Sunderby SK
- Full name: Sunderby Sportklubb
- Ground: Byvallen Södra Sunderbyn Sweden
- Chairman: Linus Sjömark
- League: Division 4 Norrbotten Södra
| Home colours | Away colours |

= Sunderby SK =

Swedish football club

Sunderby SK is a Swedish football club located in Södra Sunderbyn.

==Background==
Sunderby SK currently plays in Division 4 Norrbotten Södra which is the sixth tier of Swedish football. They play their home matches at the Byvallen in Södra Sunderbyn.

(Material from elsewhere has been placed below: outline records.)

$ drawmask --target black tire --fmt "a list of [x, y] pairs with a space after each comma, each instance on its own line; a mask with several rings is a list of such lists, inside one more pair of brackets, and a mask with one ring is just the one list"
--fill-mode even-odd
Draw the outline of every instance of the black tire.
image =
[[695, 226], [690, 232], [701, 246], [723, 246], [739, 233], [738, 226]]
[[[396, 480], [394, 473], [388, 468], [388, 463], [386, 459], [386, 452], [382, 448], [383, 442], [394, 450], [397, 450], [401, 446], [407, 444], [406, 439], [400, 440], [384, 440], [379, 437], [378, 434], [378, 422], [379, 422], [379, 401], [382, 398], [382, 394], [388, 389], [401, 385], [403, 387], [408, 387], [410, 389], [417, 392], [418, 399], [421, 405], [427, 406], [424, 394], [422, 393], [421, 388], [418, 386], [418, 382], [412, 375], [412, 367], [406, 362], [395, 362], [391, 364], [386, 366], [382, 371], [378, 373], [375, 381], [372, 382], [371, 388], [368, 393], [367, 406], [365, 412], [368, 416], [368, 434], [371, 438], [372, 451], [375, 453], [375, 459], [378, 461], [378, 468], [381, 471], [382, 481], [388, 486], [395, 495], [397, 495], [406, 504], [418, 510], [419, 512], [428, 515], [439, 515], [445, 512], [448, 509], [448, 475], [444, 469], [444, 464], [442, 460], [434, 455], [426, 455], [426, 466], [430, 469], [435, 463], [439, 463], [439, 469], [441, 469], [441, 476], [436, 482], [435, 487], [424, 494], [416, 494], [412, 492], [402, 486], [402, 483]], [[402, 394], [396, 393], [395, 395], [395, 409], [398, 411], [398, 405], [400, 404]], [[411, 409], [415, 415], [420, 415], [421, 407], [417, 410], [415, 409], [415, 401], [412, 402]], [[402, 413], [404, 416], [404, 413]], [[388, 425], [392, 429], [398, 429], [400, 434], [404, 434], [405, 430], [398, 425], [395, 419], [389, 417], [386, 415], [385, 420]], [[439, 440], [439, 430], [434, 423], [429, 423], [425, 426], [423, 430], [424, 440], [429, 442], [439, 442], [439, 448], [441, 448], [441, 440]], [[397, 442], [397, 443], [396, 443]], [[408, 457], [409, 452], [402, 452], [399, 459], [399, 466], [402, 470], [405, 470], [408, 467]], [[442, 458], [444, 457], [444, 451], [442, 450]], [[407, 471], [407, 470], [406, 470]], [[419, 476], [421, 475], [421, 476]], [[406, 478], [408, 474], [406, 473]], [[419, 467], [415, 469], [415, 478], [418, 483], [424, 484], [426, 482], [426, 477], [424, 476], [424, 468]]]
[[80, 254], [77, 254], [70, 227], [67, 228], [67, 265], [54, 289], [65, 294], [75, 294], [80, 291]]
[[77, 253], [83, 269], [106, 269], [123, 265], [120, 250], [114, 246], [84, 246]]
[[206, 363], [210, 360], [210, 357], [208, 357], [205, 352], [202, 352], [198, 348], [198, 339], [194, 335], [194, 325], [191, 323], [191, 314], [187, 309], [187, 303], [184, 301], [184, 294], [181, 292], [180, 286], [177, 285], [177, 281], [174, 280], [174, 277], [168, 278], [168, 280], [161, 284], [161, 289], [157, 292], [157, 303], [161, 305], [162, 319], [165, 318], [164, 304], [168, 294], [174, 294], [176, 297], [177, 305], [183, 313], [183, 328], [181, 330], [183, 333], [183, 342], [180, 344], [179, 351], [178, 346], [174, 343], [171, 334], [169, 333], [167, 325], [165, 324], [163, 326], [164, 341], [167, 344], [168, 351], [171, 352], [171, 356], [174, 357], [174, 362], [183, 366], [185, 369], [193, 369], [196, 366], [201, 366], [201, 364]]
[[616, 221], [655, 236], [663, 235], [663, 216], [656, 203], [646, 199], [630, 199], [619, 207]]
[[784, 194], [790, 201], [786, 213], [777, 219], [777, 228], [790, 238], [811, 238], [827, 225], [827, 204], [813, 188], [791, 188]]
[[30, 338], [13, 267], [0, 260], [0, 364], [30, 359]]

The club is affiliated to Norrbottens Fotbollförbund.

==Season to season==

| Season | Level | Division | Section | Position | Movements |
|---|---|---|---|---|---|
| 1997 | Tier 5 | Division 4 | Norrbotten Södra | 6th |  |
| 1998 | Tier 5 | Division 4 | Norrbotten Norra | 3rd |  |
| 1999 | Tier 5 | Division 4 | Norrbotten Södra | 1st | Promoted |
| 2000 | Tier 4 | Division 3 | Norra Norrland | 8th |  |
| 2001 | Tier 4 | Division 3 | Norra Norrland | 9th |  |
| 2002 | Tier 4 | Division 3 | Norra Norrland | 9th | Relegation Playoffs |
| 2003 | Tier 4 | Division 3 | Norra Norrland | 4th |  |
| 2004 | Tier 4 | Division 3 | Norra Norrland | 10th | Relegated |
| 2005 | Tier 6 | Division 5 | Norrbotten Mellersta | 4th |  |
| 2006* | Tier 7 | Division 5 | Norrbotten Mellersta | 2nd |  |
| 2007 | Tier 7 | Division 5 | Norrbotten Norra | 3rd |  |
| 2008 | Tier 7 | Division 5 | Norrbotten Norra | 2nd | Promoted |
| 2009 | Tier 6 | Division 4 | Norrbotten Norra | 6th |  |
| 2010 | Tier 6 | Division 4 | Norrbotten Norra | 4th |  |
| 2011 | Tier 6 | Division 4 | Norrbotten Södra | 10th | Relegated |

- League restructuring in 2006 resulted in a new division being created at Tier 3 and subsequent divisions dropping a level.